It is the life of the crystal, the architect of the flake, the fire of the frost, the soul of the sunbeam. This crisp winter air is full of it.
John Burroughs, Winter Sunshine
A post in honour of Joseph Farquharson (1846 - 1935) Scottish landscape painter and Laird of Finzean, Aberdeenshire, who was inspired by the poetry of Robert Burns. Educated in Edinburgh, Joseph showed an aptitude for art, but was permitted to paint only on Saturdays by his father, Francis, a doctor who allowed him the use of his paints. At the age of twelve, the boy was given his own paintbox and only a year later was exhibiting at the Royal Scottish Academy. He painted in both oils and watercolours and went on to become acclaimed in London and Paris, and to travel in North Africa and Egypt.
Joseph would scarcely have expected ever to inherit the family estate since he had four elder brothers who, tragically, all died at different stages of their lives. His mother, an Ainslie and celebrated beauty, also met an untimely death, and in due course, his father married a much younger woman.
In 1918, on the death of his brother, Robert, a doctor and MP for West Aberdeenshire, Joseph became Laird of the Highland seat he loved with a passion, in whose environs he frequently painted en plein air. To achieve this in the harsh Scottish winters, he adapted a shepherd's wheeled hut which was equipped with a stove and large window for viewing the countryside.
The social gatherings at Finzean were legendary, since the Laird loved company as well as solitude. In his vintage years, as his horizons drew in, he was content to spend summers capturing the radiant life of flowers in forgotten corners of his garden. His days as 'Frozen Mutton Farquharson' were a thing of the past.
I'm Laird of Finzean and the leeward hills
that hie from the skirling wind
on Aberdeen's shores
and heather-happed moors
my steads huddle close and kind
A refuge from alien thunder and smoke
away from the conflict and strife
the hell-smelling drifts
of death-dealing mists
the sore greeting* of bagpipe and fife
Brave lads have gone out to rout the design
of marauders who scorn Scotland's past
its legends and lore
that swell the heart's core
with pride when they're called to Stand Fast!

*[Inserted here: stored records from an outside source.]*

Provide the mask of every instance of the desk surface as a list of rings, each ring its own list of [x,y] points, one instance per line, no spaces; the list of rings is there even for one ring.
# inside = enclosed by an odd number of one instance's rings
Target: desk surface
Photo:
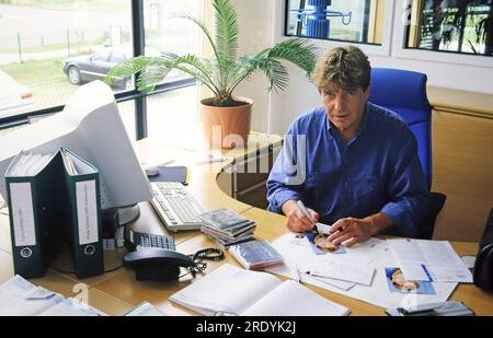
[[[257,151],[259,149],[268,147],[270,142],[272,142],[272,139],[255,135],[249,144],[249,149],[226,152],[228,160],[222,163],[200,165],[194,163],[193,150],[170,148],[149,140],[137,142],[136,150],[139,159],[146,162],[159,163],[161,158],[169,158],[171,154],[175,159],[175,164],[188,165],[191,167],[190,189],[206,210],[222,207],[233,209],[257,223],[255,236],[259,240],[273,241],[287,231],[285,228],[285,218],[253,208],[226,196],[216,183],[217,174],[222,167],[230,164],[236,158],[248,154],[252,149],[253,151]],[[142,202],[140,207],[140,218],[133,226],[157,234],[167,233],[149,203]],[[175,235],[175,243],[176,249],[184,254],[192,254],[204,247],[217,247],[211,240],[197,231]],[[452,246],[459,255],[475,255],[478,249],[475,243],[452,242]],[[118,256],[118,253],[116,256]],[[226,261],[239,266],[229,254],[226,256],[226,260],[208,263],[206,271],[211,271]],[[3,282],[13,276],[9,220],[3,214],[0,214],[0,266],[2,267],[0,269],[0,282]],[[285,279],[284,277],[279,278]],[[65,296],[80,295],[79,289],[74,289],[79,283],[74,276],[60,273],[53,269],[44,278],[34,279],[32,282],[60,292]],[[169,315],[194,314],[192,311],[173,304],[168,300],[171,294],[192,282],[190,277],[181,279],[180,282],[170,283],[137,282],[133,270],[119,268],[103,276],[84,279],[81,282],[88,285],[87,295],[89,304],[110,315],[122,315],[142,301],[154,304]],[[385,315],[381,307],[317,287],[308,287],[317,293],[347,306],[351,308],[352,315]],[[462,301],[477,315],[493,315],[493,294],[482,292],[472,284],[459,284],[454,291],[451,299]]]

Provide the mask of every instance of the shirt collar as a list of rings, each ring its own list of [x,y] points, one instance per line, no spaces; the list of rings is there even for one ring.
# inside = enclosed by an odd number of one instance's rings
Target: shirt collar
[[[366,126],[368,125],[368,113],[369,113],[369,105],[368,102],[365,105],[365,112],[363,113],[363,120],[359,125],[358,131],[356,131],[356,135],[353,137],[353,139],[356,139],[359,137],[359,135],[366,129]],[[329,114],[325,112],[325,119],[326,119],[326,129],[329,130],[329,133],[332,138],[337,132],[337,128],[335,128],[334,124],[332,124],[331,119],[329,118]]]

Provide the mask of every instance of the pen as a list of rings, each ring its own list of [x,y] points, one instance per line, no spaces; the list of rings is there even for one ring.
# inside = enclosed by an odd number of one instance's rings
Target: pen
[[[299,209],[301,209],[301,212],[310,220],[313,228],[317,229],[317,222],[311,218],[310,212],[308,212],[307,207],[305,207],[305,205],[301,200],[298,200],[298,207],[299,207]]]
[[[299,271],[296,264],[293,264],[293,271],[295,272],[295,280],[301,284],[301,278],[299,277]]]

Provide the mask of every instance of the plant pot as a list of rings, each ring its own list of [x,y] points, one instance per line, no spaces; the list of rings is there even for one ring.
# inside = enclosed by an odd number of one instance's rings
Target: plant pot
[[[209,97],[200,101],[204,133],[209,147],[215,149],[244,147],[249,141],[253,101],[233,96],[234,101],[246,104],[233,107],[216,107],[210,105],[213,100]]]

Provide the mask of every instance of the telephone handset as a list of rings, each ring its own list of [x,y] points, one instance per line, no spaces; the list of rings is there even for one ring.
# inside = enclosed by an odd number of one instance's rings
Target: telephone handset
[[[165,249],[146,248],[124,256],[124,266],[135,268],[137,280],[172,281],[180,277],[180,267],[193,268],[186,255]]]

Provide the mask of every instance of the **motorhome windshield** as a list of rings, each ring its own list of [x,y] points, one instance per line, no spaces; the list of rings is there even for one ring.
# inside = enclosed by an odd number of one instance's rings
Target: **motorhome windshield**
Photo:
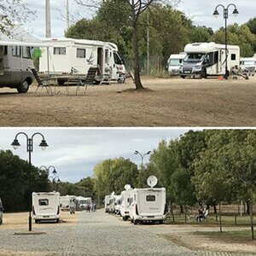
[[[183,62],[201,62],[203,61],[205,54],[189,53],[183,59]]]
[[[169,60],[170,66],[179,66],[182,63],[183,60],[181,59],[171,59]]]

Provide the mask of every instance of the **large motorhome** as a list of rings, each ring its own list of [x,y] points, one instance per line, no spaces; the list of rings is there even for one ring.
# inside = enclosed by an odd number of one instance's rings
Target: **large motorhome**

Oh, joyless the blizzard that hones winter's blade
and wakes ghosts of the gone from their sleep
below leaden skies
despite the snow's rise
the shepherd keeps faith with the sheep
Unerring his eye when they wander the braes
and the blind bluffs and crags of the ben
his impatience he hides
and with helper he guides
his lambs to the lithe o' the glen
Untimely my siblings are swallowed in earth
and the gloaming has doused mother's light
but we'll dance on the tartan
and make merry for certain
candles blazing to banish the night
For winter's the season that gave our bard birth
romancing the rose and love lost
and divine are the glints
that inspire rainbow hints
kindling the fire of the frost!
*In the Scottish idiom, the meaning of 'greeting' is 'lamenting'.